Australia's top medical body has declared climate change a health emergency.
The Australian Medical Association has warned climate change could have severe health consequences for vulnerable people in Australia and the Pacific.
"These effects are already being observed internationally and in Australia. There is no doubt that climate change is a health emergency," association president Tony Bartone said on Tuesday.
"The association accepts the scientific evidence on climate change and its impact on human health and human wellbeing."
Dr Bartone said climate change could increase the spread of infectious diseases and see higher mortality from heat stress.
He said it would also see more injuries and deaths from severe weather events, declines in agricultural output leading to food insecurity, and higher rates of mental ill-health.
Doctors are calling on the federal government to adopt several measures, including mitigation targets on carbon, and policies that promote the shift from fossil fuels to renewable energy.
The association also wants the government to promote the health benefits of addressing climate change, and establish a body to reduce carbon emissions in the healthcare sector.
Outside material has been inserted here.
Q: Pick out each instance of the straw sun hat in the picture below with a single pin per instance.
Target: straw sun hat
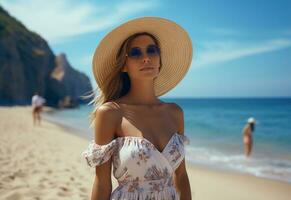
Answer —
(175, 45)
It estimates heat stress carries a $616 loss in productivity for every employed Australian, with significant links between exposure to high temperatures and death rates in Sydney, Melbourne and Brisbane.
The association has also pointed to a 13.7 per cent increase in dengue-carrying mosquitoes transmitting the disease to Australians between 1950 and 2016.
Health experts have previously warned the number of events like the deadly Victorian asthma thunderstorms in 2016 could increase due to climate change
Doctors' groups in America and the UK made similar declarations earlier this year.
Federal Labor welcomed the association's declaration saying the coalition government was ignoring growing calls for action on climate change.
Tuesday's announcement comes at the same time as the health sector's industry super fund HESTA became the first fund to be certified carbon neutral.
Meanwhile, Australian tech company Atlassian is encouraging its employees to strike on September 20, in line with the planned School Strike 4 Climate action.
Home Affairs Minister Peter Dutton told reporters in Perth that Atlassian's decision, and the other companies allowing employees to take part in the strike, was a matter for the businesses.
Mr Dutton previously told Australian business heads to "stick to their knitting" when they publicly endorsed same-sex marriage during the 2017 plebiscite.